In the epilogue, Prusiner is more interested in Alzheimer’s, TBIs, and other build-ups of proteins in brains which cause dementia, affecting or killing hundreds of thousands of people in the US. There’s some disagreement on the web over saying these are prion disease and not just involving the same protein. There’s recent research over whether Alzheimer’s is transmissible in vitro and in rare human cases such as corneal transplants.
Prion-Alzheimer’s is worrisome because prion diseases are currently untreatable, so doing crosswords or some other activity does not seem likely to prevent or delay disease. Prusiner’s view is that additional research funding should be made available for studying and eventually treating prion diseases.
A side quest: when I first checked Wikipedia, the scrapie article said, “The cause of scrapie, as with other transmissible spongiform encephalopathies, is unknown and is a matter of debate”. Huh.
The citation was a USDA APHIS web page which also enjoys mystery: “The agent responsible for scrapie and other TSEs is smaller than the smallest known virus and has not been completely characterized. There are a variety of theories regarding the nature of the agent.” Bruh.

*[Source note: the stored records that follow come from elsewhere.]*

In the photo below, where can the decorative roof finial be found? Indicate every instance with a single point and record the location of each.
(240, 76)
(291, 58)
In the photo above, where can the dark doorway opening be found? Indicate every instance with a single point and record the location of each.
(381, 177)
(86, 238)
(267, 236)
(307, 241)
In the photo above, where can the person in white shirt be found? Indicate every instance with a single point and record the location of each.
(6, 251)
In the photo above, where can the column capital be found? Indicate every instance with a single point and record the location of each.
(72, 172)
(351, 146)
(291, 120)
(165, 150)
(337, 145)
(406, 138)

Every Wikipedia article has an edit history, which led me to a user profile with 2,000 words on this topic. I decided to edit the ‘scrapie’ article, cite a source, and hope for it to stay in. Unfortunately theories, debunkers, and tangents have leaked into every Wiki article related to prions. We’ll see how this goes.
Updates to Previous Reads
- An abrupt shift to organic farming was a factor in Sri Lanka’s current food and economic crisis, reminding me of Starved for Science (though that was ostensibly about GMOs and Africa).
- The podcast Damages covers the case Manoomin v. Minnesota, brought by the White Earth Band of Ojibwe. The team has specifically placed their wild rice, manoomin, as the lead plaintiff. When asking if a natural resource has standing, the go-to case might be Justice Douglas’s dissent in Sierra Club v. Morton. This case had additional standing because the relevant treaty between the US and Chippewa was mutually understood to include rights to grow crops, catch fish, and use the waterway.